Earlier this month the Center for Public Integrity (CPI) published a sharp-edged piece on PCORI—the Patient-Centered Outcomes Research Institute.
The piece raised some salient issues and it’s timely to take stock of PCORI at the half way point of its authorized funding. (Unless renewed, PCORI sunsets in 2019.)
The Affordable Care Act created PCORI as an independent nonprofit (non-government) entity. But PCORI’s funding and structure makes it more or less quasi-government. It gets its money from the Medicare trust fund, treasury general funds, and a tax on private insurers and self-funded insurance plans ($2.08 per covered life). PCORI launched in late 2010 and began funding research in earnest until 2013. The main focus of that research, mandated by Congress, is to compare treatments in a way that results in meaningful results for doctors and patients as they make clinical decisions. No small task.

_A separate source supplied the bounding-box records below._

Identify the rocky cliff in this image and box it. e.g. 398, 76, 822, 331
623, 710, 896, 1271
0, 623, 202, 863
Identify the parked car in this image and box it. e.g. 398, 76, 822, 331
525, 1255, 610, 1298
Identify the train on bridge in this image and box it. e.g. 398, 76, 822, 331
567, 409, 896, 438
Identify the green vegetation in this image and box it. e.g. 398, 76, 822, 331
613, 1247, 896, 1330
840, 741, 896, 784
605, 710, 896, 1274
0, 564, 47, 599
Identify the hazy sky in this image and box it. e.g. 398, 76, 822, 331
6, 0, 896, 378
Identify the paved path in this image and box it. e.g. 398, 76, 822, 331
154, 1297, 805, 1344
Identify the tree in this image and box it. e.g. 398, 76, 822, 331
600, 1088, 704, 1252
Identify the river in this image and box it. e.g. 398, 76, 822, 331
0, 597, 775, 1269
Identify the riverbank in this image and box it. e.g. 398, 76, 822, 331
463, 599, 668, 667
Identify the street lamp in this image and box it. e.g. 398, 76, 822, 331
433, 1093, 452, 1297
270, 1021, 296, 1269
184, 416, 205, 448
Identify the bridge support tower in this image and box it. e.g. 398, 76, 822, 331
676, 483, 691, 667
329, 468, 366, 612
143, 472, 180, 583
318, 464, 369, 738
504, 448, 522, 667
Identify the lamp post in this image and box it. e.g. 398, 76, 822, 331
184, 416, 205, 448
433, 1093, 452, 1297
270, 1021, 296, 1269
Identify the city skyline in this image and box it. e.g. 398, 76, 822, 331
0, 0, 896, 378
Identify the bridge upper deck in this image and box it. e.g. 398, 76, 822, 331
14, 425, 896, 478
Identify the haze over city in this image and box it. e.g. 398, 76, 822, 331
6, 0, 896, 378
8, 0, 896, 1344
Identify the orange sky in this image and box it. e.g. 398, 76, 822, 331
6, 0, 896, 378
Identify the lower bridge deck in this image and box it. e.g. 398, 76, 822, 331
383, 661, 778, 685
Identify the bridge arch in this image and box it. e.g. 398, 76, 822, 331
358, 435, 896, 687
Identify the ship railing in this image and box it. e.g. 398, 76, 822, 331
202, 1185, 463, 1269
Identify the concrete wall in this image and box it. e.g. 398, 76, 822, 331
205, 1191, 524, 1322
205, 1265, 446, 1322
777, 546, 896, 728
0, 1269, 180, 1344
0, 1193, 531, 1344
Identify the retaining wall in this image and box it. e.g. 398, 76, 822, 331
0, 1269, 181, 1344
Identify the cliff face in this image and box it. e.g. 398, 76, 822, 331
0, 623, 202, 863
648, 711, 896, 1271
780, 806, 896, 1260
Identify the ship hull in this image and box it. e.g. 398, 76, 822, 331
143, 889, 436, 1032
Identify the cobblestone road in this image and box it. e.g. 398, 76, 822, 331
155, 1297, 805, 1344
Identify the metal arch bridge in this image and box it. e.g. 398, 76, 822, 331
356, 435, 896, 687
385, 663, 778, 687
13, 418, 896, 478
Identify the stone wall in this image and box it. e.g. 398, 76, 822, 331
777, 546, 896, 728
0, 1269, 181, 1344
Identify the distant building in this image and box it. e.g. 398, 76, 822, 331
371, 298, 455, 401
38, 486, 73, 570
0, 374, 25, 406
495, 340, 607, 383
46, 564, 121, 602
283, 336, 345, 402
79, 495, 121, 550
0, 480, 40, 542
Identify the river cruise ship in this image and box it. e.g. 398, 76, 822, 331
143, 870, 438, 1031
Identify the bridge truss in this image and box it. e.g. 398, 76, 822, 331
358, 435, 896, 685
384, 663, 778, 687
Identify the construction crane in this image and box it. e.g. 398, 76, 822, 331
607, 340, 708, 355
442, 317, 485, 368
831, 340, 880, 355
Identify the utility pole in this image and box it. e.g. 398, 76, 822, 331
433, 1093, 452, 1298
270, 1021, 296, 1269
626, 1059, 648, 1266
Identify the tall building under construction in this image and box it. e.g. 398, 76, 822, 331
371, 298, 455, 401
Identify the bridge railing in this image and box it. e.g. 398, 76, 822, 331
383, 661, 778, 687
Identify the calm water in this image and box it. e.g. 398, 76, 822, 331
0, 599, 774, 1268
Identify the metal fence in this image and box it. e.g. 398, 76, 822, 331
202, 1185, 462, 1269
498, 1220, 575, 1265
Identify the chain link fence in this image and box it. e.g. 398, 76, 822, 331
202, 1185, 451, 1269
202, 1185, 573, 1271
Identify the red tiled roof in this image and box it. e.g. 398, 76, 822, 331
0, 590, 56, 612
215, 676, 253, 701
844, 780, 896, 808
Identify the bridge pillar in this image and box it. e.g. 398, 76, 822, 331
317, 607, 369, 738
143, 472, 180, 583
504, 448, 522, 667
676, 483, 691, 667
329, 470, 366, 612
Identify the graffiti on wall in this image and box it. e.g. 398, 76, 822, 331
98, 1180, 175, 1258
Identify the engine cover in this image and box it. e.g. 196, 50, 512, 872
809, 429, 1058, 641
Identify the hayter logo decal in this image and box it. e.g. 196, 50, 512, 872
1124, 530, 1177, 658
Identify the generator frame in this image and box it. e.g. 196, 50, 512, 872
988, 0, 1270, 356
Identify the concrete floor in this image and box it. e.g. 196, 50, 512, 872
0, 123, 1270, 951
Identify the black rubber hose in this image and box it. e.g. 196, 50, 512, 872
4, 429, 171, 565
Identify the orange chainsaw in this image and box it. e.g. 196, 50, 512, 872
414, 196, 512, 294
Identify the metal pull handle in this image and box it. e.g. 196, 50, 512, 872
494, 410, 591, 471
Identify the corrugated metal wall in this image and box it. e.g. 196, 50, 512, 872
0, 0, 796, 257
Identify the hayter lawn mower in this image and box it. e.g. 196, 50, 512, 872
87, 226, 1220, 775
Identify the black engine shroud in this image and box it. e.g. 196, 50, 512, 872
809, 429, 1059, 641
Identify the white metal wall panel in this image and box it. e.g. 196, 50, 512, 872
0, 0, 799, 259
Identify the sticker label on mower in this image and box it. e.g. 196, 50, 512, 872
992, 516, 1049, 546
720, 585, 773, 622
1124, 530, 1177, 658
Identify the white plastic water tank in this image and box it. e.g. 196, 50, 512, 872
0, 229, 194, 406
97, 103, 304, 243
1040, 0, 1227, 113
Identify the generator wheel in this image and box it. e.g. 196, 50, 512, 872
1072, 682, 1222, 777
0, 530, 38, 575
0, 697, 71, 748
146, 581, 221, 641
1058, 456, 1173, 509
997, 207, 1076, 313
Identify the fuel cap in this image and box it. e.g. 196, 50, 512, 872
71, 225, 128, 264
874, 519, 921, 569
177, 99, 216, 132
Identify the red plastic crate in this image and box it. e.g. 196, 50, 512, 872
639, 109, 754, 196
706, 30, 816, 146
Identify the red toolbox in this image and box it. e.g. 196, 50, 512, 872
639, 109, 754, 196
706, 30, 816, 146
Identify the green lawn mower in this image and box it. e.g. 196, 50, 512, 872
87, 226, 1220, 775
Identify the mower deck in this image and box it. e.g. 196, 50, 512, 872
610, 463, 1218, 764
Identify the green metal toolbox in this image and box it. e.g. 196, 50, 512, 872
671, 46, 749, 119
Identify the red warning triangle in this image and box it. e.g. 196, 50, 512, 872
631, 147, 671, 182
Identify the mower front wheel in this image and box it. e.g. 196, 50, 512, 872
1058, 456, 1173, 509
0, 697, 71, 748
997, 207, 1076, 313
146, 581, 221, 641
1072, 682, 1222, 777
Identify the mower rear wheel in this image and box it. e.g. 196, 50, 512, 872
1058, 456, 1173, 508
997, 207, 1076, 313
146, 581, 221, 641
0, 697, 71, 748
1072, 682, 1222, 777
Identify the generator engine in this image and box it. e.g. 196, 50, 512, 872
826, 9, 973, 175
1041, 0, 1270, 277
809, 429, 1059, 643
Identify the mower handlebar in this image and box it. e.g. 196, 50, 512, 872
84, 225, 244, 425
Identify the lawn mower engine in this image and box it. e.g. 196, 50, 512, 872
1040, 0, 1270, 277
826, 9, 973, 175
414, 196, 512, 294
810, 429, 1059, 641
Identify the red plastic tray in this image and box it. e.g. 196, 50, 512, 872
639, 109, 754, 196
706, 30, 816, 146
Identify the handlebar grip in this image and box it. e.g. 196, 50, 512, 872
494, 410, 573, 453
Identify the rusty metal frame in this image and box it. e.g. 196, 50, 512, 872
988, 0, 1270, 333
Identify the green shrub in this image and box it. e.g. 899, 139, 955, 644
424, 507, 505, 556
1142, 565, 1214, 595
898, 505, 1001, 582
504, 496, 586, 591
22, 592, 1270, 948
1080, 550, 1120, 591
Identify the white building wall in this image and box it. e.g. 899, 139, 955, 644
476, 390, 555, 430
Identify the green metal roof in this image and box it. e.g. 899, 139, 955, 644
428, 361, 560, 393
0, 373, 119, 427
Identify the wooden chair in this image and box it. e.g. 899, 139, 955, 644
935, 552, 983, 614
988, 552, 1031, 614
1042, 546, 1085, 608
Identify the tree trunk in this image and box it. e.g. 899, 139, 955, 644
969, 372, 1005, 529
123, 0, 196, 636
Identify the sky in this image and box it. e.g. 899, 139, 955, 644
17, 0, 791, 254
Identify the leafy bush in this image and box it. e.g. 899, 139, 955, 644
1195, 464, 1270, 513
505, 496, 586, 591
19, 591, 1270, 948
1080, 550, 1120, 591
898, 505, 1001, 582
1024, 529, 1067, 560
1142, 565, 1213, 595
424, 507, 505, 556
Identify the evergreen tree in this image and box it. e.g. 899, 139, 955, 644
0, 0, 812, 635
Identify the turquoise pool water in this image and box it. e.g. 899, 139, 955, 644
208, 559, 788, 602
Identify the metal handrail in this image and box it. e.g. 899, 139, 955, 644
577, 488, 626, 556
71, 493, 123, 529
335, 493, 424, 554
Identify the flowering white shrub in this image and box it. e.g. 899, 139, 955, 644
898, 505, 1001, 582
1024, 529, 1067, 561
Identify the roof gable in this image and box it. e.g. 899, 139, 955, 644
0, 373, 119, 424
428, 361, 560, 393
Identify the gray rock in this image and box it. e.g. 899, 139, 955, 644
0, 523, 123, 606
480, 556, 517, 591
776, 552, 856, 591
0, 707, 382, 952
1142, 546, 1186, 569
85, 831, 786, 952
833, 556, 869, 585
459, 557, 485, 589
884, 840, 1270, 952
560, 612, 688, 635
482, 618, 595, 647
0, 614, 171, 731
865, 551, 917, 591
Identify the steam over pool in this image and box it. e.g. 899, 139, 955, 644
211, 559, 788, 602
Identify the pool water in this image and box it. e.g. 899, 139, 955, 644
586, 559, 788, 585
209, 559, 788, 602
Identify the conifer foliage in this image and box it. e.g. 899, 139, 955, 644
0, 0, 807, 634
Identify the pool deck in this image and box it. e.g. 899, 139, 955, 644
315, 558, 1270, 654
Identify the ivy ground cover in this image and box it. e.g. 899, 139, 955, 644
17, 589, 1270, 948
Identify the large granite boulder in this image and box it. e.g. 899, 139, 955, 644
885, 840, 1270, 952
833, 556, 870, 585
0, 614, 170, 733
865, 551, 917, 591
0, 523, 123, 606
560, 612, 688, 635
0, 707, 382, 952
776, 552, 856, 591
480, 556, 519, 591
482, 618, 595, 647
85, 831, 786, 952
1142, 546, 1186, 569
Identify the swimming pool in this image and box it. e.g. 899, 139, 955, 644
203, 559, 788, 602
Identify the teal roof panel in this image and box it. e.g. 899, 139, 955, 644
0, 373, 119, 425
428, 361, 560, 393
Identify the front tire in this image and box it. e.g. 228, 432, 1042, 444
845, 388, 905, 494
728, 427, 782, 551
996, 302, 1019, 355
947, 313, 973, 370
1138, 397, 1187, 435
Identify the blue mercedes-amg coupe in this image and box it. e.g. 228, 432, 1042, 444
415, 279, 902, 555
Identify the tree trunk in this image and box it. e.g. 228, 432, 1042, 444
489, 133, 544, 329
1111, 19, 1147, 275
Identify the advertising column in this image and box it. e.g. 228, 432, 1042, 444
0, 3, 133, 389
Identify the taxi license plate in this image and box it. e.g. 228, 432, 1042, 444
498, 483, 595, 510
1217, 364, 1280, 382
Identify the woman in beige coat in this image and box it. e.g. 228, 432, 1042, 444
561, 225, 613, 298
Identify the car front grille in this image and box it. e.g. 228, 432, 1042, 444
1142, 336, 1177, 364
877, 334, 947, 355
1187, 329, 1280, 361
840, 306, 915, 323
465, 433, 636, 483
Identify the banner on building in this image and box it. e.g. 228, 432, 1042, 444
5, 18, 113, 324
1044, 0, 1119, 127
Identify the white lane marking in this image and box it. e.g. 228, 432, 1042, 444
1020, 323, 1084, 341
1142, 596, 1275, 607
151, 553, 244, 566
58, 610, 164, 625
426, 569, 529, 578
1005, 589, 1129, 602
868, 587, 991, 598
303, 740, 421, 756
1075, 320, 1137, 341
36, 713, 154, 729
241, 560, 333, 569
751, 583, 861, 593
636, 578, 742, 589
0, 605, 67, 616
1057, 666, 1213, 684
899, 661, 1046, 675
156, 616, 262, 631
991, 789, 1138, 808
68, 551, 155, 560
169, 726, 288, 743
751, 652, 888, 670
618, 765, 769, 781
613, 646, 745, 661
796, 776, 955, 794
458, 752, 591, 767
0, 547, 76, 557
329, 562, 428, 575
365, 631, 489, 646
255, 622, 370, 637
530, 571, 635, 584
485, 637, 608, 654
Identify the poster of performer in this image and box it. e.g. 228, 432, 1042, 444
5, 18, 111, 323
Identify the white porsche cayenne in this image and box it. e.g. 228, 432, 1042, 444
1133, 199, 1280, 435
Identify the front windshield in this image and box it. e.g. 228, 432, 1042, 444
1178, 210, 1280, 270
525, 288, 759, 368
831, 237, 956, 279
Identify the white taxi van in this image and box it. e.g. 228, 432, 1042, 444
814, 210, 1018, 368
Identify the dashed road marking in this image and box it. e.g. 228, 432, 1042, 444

The CPI piece probes the emerging debate about how PCORI is being operated and spending its money—roughly $450 million a year in 2014 and 2015. The core lead-in graph of the piece: “On both the right and the left, there’s simmering doubt about whether the unusual nonprofit can live up to expectations, or even what those expectations should reasonably be.”
The report airs legitimate concerns but it skews overly critical and doesn’t fully appreciate the challenge PCORI faces. As someone who labored in the fields of comparative effectiveness for several years, I think PCORI deserves time to get fully underway and prove itself. It certainly doesn’t need ideologically driven attacks and budget threats just because it was launched by the ACA. (The House Appropriations Committee in late June voted to cut PCORI’s funding by $100 million, dubbing it wasteful spending.)